Membership of MTB associated programs is growing and there is much to be excited about in relation to the future of the many disciplines associated with mountain biking. Today’s news is a strong reminder that Cycling Australia has different priorities. Still, Coppin and his colleagues are trying to be optimistic about the future for the sport.
“There exists tremendous support and opportunities for MTB in Australia and the sport continues to grow with over 24 percent membership increase in the past 15 months.”
The news about the funding cuts does not appear on the Cycling Australia website but we can surely expect an explanation from CEO Nick Green in the coming days.
Shortly after the Rio Olympics, the manager of the High Performance Unit, Kevin Tabotta, confirmed his resignation.
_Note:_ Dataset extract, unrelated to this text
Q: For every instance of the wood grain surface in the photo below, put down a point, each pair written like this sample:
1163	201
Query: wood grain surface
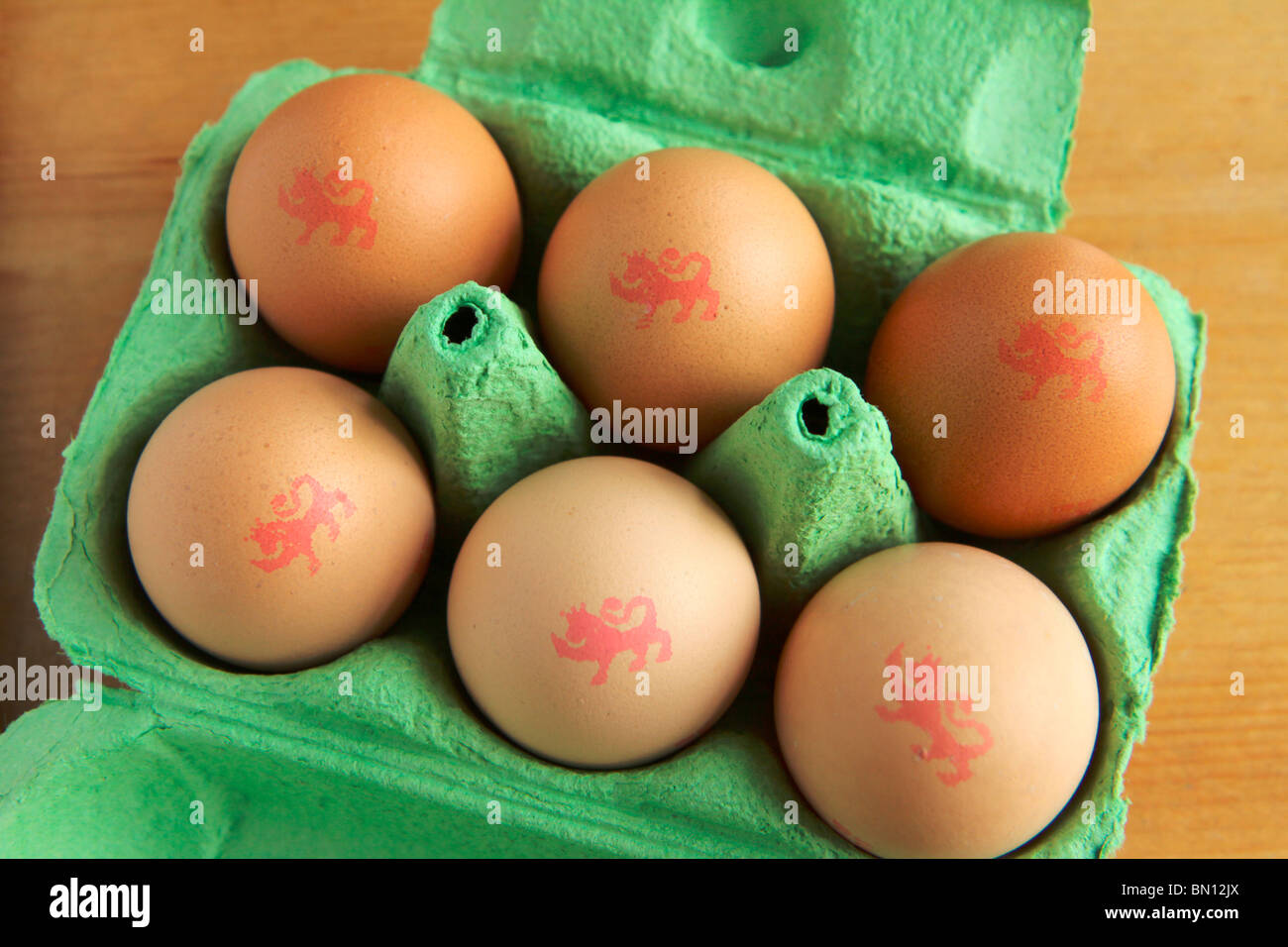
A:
1173	90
His position has been advertised and, going on the wording by the recruitment company, Olympic medals will remain the priority for funding received from the Australian government.
Exactly where mountain biking fits into the bigger picture of cycling in Australia remains to be seen but Coppin and his colleagues are confident of brokering an accord that will allow MTBA to progress despite recent setbacks in relation to funding.
The impetus seems to be a need for mountain biking to be recognised as national sporting organisations (NSOs) and break free of the administration that currently manages all forms of cycling: road, track, MTB, BMX, cyclocross etc…
* * * * *
This is an exciting time for cycling in Australia. The news for the mountain biking community isn’t particularly bright but the response from the administrators of that aspect of our sport is one of optimism and we will watch on in interest to see what transpires with the future management of our sport.